If there were a encyclopedia entry on the challenges of high-power nonprofit cultural boards, American Ballet Theater’s board would certainly be the group photo. Yet another case in point for the uber-board’s dysfunction comes thanks to Movado watch chairman Gedalio Grinberg, who plucked his company’s traditionally generous annual support from ABT and gave it to rival New York City Ballet. The highly public ‘dressing down’ is now fodder for the financial and cultural media (see the Financial Times, or the New Jersey Star-Ledger, or the today’s New York Times).
ABT has a proud history of contempt and power struggles among its board, and has a growing stack of disgruntled or discarded Executive Directors to prove it. With a $35 million annual operating budget, there isn’t much choice but to gather New York’s rich and powerful to governance. But it also seems a fact of nature that such a gathering will devolve to a sort of high-society ‘Lord of the Flies’.

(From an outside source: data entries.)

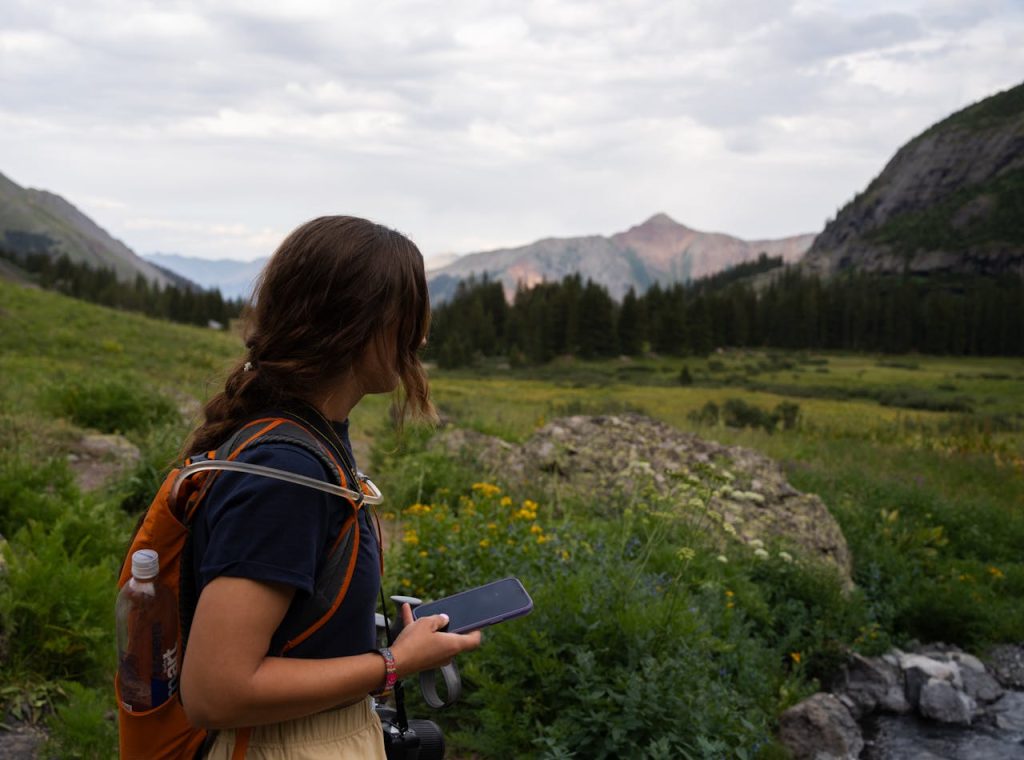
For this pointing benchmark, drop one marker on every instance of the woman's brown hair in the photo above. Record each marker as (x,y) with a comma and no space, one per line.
(335,284)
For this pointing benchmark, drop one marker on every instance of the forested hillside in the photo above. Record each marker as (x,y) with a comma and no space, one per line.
(977,315)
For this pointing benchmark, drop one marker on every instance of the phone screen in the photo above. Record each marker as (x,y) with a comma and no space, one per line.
(480,606)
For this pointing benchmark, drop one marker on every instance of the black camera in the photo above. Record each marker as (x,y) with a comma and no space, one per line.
(421,740)
(414,739)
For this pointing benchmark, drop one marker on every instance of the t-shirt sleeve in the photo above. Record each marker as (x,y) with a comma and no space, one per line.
(264,529)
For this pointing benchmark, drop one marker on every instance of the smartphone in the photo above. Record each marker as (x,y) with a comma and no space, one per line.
(481,606)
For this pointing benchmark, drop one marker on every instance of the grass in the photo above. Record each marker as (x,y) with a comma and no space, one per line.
(931,502)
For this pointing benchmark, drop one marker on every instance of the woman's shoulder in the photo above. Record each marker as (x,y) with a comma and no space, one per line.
(285,456)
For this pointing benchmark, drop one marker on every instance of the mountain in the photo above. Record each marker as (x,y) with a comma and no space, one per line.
(235,279)
(33,221)
(659,250)
(950,201)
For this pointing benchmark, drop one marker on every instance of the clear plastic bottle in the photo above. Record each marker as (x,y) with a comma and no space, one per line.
(147,636)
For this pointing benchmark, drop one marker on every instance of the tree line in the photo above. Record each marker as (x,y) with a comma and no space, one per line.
(100,285)
(896,313)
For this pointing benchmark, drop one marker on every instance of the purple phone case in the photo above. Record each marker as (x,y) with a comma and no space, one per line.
(437,606)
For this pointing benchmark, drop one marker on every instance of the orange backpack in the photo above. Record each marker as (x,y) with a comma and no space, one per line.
(165,731)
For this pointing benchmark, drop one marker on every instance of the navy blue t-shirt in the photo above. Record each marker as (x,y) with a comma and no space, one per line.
(272,531)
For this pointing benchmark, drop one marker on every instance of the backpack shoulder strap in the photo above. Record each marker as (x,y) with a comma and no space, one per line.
(334,578)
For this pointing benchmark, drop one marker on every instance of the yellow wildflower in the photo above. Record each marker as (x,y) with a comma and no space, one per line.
(486,489)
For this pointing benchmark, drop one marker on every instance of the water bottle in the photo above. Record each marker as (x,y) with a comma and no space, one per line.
(147,636)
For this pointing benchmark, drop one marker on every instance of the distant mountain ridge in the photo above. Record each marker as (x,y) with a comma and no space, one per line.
(34,220)
(659,250)
(950,201)
(233,279)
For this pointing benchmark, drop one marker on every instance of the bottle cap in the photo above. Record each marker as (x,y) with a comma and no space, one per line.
(144,564)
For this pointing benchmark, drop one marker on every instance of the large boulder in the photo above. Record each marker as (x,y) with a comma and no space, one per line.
(820,728)
(598,457)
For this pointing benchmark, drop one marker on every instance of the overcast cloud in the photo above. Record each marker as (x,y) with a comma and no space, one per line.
(213,128)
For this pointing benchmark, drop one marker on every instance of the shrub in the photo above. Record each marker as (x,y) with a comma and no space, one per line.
(82,725)
(56,603)
(111,406)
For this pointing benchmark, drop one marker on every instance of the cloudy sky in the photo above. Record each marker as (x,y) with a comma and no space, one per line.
(213,128)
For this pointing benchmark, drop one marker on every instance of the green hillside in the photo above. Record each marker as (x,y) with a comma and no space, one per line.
(49,342)
(38,221)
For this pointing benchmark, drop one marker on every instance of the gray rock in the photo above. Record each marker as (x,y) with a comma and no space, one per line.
(593,457)
(1007,664)
(942,702)
(980,686)
(820,728)
(1009,712)
(873,683)
(967,662)
(919,669)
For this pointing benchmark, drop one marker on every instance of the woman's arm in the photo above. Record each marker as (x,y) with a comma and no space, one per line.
(227,681)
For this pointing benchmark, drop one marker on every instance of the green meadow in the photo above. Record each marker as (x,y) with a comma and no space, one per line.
(648,639)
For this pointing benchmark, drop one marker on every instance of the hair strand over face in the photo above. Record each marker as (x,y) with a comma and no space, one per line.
(335,284)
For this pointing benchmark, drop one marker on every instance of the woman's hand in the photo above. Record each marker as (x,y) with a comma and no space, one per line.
(422,645)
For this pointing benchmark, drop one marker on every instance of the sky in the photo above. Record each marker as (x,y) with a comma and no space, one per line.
(213,128)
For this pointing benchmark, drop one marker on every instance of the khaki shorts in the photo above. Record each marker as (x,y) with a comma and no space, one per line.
(348,732)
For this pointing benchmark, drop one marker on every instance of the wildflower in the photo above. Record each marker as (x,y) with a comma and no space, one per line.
(486,489)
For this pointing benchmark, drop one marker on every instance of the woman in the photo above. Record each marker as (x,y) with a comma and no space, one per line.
(340,311)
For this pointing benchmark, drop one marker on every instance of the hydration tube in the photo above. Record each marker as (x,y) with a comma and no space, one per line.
(374,497)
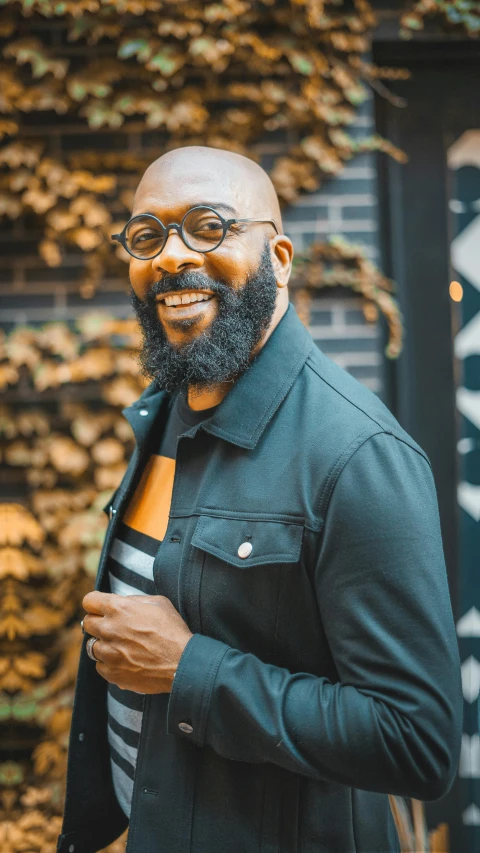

At issue in this particular dispute is what Grinberg claims to be an increasing financial reliance of ABT on the board’s new chairman, Lewis S. Ranier, and a decreasing availability of relevant and accurate financial reports. Ranier responded that he has “nothing but respect” for Grinberg, and that the loss of the corporate support was a wonderful opportunity for ABT (in my head, I’m thinking ‘Rolex’).
This one will be worth watching in Google News, if only for the combination of fascination and disgust that’s usually reserved for reality TV. The sad part here is that there’s actually something at stake.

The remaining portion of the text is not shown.